EDITORIAL

The wrong lesson

6/3/2013

Students at Fremont Ross High School are getting a civics lesson — but not the kind they should receive from an institution of learning.

Starting next year, about half of the school’s 1,300 students will have to undergo random drug testing. The new policy, backed by the school board, covers student athletes, those who take part in extracurricular activities such as band, and even students who drive to school and park on school property.

The effects of random testing on drug use are unclear. One study even suggests that while random tests lower the use of marijuana, they increase the use of harder drugs whose active ingredients don’t linger in the user’s system as long.

Moreover, this excessively invasive practice violates students’ right to privacy — or at least the spirit of the Constitution’s Fourth Amendment.

The school’s plan for unannounced urine screenings that can test for alcohol and drugs is probably legal, but barely so. In a 2002 U.S. Supreme Court ruling, justices voted 5-4 to allow random drug tests of middle and high school students participating in competitive extracurricular activities. Before that, such testing was limited to student athletes.

Implicit in random drug testing is the notion that government does not need probable cause to search, seize, or act. Arbitrary, unreasonable intrusions become assaults on privacy and dignity that everyone must tolerate in the interest of some greater good, real or imagined.
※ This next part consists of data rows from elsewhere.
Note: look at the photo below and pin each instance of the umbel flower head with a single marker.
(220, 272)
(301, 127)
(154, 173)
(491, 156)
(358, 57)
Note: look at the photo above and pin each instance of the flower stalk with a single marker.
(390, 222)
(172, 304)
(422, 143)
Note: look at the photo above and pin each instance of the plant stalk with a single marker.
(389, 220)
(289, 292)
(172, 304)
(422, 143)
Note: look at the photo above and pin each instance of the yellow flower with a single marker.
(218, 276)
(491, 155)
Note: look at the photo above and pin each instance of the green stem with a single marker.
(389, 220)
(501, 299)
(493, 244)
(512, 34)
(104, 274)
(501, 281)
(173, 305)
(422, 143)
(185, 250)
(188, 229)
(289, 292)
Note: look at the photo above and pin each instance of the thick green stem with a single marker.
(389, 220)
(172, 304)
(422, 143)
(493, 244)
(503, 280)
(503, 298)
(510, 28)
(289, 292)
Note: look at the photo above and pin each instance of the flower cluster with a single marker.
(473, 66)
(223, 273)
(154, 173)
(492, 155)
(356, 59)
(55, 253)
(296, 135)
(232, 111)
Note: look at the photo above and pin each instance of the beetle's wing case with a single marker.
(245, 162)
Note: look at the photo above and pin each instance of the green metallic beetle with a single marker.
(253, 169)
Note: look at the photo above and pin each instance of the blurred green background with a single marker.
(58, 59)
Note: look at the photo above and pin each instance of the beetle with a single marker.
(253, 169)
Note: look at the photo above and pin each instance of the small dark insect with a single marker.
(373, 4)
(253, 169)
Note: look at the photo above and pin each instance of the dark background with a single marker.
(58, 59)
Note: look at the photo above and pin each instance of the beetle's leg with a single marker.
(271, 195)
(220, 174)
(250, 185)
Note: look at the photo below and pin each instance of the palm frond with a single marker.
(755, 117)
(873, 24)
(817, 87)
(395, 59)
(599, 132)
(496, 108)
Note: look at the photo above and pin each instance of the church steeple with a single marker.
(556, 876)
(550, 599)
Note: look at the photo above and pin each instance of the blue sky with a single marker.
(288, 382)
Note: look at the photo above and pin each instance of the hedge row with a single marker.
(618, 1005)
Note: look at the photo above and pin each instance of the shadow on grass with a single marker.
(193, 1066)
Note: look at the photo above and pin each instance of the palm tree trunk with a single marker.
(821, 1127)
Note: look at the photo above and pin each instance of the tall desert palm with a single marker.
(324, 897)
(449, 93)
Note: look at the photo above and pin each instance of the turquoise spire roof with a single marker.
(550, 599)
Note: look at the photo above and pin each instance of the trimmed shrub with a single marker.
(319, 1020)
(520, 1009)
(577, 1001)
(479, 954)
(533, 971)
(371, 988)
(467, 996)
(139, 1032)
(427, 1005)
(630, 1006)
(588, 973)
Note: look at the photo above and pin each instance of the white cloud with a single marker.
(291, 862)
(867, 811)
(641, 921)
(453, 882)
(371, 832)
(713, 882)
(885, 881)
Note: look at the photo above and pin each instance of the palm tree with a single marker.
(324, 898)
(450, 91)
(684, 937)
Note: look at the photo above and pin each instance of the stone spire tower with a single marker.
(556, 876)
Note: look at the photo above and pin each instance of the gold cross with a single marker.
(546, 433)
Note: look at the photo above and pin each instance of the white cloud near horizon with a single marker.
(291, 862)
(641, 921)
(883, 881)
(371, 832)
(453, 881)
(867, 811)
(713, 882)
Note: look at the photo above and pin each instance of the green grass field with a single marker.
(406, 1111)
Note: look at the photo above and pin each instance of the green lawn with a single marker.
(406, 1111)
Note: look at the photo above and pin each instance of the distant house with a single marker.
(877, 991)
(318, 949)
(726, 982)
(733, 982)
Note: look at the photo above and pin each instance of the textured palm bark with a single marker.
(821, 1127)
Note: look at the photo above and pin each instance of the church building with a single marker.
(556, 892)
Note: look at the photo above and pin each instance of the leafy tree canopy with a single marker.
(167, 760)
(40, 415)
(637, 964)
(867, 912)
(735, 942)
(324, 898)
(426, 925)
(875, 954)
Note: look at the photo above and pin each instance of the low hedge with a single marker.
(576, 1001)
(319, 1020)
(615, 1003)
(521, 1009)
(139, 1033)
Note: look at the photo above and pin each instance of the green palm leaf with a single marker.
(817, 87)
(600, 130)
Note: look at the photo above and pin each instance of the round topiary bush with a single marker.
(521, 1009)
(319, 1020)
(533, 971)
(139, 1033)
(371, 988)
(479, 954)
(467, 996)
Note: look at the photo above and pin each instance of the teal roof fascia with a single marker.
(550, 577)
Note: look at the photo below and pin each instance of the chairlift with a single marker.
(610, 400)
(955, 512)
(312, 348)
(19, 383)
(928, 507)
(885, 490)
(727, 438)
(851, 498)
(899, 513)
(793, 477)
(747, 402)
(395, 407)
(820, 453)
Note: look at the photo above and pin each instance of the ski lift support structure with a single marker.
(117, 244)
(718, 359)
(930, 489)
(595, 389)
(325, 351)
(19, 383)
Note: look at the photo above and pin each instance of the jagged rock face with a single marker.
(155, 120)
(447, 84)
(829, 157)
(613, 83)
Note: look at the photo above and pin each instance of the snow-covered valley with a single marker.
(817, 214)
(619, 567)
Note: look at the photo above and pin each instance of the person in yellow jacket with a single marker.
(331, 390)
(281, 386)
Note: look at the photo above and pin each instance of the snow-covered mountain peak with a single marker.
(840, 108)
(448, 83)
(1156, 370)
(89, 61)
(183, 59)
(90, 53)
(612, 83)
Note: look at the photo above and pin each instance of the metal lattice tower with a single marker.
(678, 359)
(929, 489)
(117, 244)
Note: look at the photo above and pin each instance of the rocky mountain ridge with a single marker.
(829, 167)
To their credit, Fremont school officials have tried to make the plan less onerous. Positive tests will not cause suspension or expulsion, and test results will not be documented in a student’s academic record.

The policy bans first-time violators from participating in 20 percent of games or other activities. They must meet with a counselor for a drug assessment, and perform 20 hours of community service.

Second-time violators cannot take part in athletics, extracurricular activities, or parking privileges for a year.

To pay for next year’s tests, the school district has set aside $20,000 from state casino tax revenue. They could better spend that money on drug education and counseling for those who need it.

Nearly 30 percent of U.S. high school students now submit to drug testing. One of the legacies of their doing so will be less sensitivity about violating the privacy rights of others.

In 2012, St. John’s Jesuit High School and Academy in Toledo — a private school — started random tests for all students and staff. “It’s really been kind of a nonissue,” a school official told The Blade. “It’s just kind of become … the expectation here.”

But that’s not a lesson students, or parents, should expect from their schools.